By Cheng Yu | China Daily | Updated: 2019-07-30 09:29

A person uses the mobile app of secondhand car trading platform Renrenche in Guangzhou, Guangdong province. [Photo provided to China Daily]

Demand for used cars is also gaining momentum.

In the first half of 2019, a total of 6.86 million used cars were sold across China, up 3.9 percent year-on-year. Overall sales hit 43.4 billion yuan, according to the latest data from the China Automobile Dealers Association.

Luo Lei, deputy secretary-general of the China Automobile Dealers Association, said earlier that the booming market is thanks to the central government's decision to remove limits on the flow of used vehicles across regions.

Since last year, China has ramped up efforts to scrap limits on cross-region flow of used cars, as part of the country's broader push to make the automobile industry globally competitive.

"This will encourage consumers to switch cars more frequently and help enterprises to adjust their plans and explore untapped demand," Luo said.

China has about 240 million cars on the road, data from CADA showed, yet about 78 percent are from first-and second-tier cities.

"But demand for used vehicles chiefly comes from consumers in small cities, resulting in huge demand-supply imbalances geographically," according to data from Youxin, an online used car dealer.
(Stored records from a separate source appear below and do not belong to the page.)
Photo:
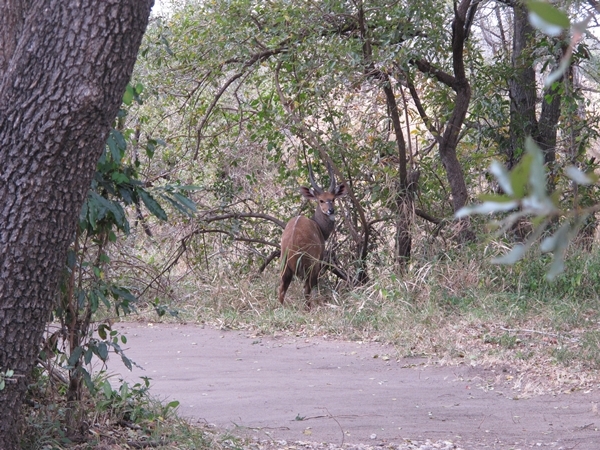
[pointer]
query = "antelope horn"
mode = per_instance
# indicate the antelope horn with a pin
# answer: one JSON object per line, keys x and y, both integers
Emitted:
{"x": 313, "y": 183}
{"x": 332, "y": 184}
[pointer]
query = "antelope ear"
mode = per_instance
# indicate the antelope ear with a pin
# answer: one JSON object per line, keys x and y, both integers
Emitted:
{"x": 307, "y": 193}
{"x": 341, "y": 190}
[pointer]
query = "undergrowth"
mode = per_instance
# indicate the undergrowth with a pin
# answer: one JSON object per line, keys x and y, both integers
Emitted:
{"x": 116, "y": 416}
{"x": 453, "y": 308}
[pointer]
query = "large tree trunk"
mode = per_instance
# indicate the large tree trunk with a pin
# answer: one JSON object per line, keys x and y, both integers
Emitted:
{"x": 63, "y": 70}
{"x": 524, "y": 96}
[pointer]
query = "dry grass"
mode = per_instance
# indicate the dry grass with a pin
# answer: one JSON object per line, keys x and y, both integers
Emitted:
{"x": 457, "y": 309}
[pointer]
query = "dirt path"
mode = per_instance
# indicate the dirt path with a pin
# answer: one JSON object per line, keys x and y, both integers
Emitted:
{"x": 309, "y": 389}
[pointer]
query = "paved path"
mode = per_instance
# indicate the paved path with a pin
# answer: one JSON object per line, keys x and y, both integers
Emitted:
{"x": 310, "y": 389}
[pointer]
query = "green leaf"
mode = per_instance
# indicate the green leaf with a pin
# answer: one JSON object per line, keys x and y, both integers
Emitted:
{"x": 102, "y": 331}
{"x": 152, "y": 205}
{"x": 547, "y": 18}
{"x": 519, "y": 176}
{"x": 126, "y": 361}
{"x": 103, "y": 351}
{"x": 74, "y": 358}
{"x": 128, "y": 95}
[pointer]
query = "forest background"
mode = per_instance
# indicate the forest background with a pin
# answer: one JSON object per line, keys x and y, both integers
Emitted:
{"x": 410, "y": 103}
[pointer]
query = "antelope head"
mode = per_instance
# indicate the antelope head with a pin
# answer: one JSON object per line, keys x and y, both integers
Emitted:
{"x": 303, "y": 240}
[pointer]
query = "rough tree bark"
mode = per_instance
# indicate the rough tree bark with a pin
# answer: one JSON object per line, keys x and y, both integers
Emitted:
{"x": 63, "y": 70}
{"x": 464, "y": 11}
{"x": 524, "y": 96}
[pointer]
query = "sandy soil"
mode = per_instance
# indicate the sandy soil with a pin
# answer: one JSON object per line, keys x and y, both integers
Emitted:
{"x": 308, "y": 389}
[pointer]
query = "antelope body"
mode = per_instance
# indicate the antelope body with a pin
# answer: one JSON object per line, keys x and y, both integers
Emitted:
{"x": 303, "y": 239}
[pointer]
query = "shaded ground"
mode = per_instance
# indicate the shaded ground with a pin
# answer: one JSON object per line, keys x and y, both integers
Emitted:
{"x": 309, "y": 389}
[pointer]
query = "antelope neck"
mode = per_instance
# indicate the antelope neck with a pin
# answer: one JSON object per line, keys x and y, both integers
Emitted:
{"x": 326, "y": 223}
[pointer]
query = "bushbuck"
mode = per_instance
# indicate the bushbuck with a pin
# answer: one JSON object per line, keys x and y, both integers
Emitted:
{"x": 303, "y": 239}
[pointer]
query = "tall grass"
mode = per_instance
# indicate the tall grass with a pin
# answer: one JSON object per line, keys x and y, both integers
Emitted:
{"x": 451, "y": 307}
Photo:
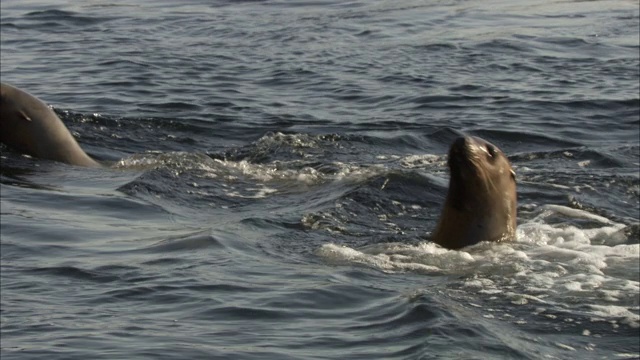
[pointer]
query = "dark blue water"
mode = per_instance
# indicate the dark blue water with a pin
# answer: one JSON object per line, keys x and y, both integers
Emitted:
{"x": 276, "y": 168}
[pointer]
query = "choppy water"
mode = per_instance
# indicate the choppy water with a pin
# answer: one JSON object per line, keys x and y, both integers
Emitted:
{"x": 277, "y": 167}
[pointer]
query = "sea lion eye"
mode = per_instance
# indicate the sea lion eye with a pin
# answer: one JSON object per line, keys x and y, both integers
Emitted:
{"x": 491, "y": 150}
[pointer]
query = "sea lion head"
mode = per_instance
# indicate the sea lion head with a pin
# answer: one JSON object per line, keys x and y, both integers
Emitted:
{"x": 481, "y": 201}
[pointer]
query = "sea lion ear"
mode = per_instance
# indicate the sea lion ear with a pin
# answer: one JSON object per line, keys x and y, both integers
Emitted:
{"x": 24, "y": 116}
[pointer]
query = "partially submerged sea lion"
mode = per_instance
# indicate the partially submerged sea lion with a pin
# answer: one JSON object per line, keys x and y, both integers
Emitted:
{"x": 481, "y": 202}
{"x": 30, "y": 126}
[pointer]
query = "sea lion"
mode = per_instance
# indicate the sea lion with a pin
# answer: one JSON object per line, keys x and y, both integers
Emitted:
{"x": 481, "y": 202}
{"x": 28, "y": 125}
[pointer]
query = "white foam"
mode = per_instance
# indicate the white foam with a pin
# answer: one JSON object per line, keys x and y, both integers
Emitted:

To tap into the demand, major car dealers including Renrenche, Youxin and CARS are all gearing up to enter more cities and provinces to boost market share.

Major ride-hailing firm Didi is also entering the market by buying used vehicles directly from Renrenche in a bid to lower costs.

"The transaction volume between the two sides is likely to exceed 2 million vehicles in three years," said Renrenche in an earlier statement.

Major internet behemoths are also joining the fray.

In June, JD announced plans to inject more than $500 million into the secondhand platform Aihuishou, which is reported to bring the valuation of Aihuishou to more than $2.5 billion.

Alibaba Group has invested in Xianyu, a major secondhand firm, while Xianyu's archrival Zhuanhuan is backed by Tencent Holdings Ltd.

With the secondhand market continuing to boom, Zhang Li, head of the e-commerce division at the Chinese Academy of International Trade and Economic Cooperation affiliated with the Ministry of Commerce, noted that the new business model has also brought about many problems.

"Most platforms in the field lack sufficient appraisal procedures, leading to the presence of many counterfeit or fake goods on those platforms," Zhang said in a report.

"Also, as with other e-commerce platforms, sellers have more information than buyers, which results in the frequent occurrence of fraudulent behavior in transactions," Zhang said.

Zhang added that it is also difficult for the government to supervise as the secondhand market involves numerous types of small platforms and applications.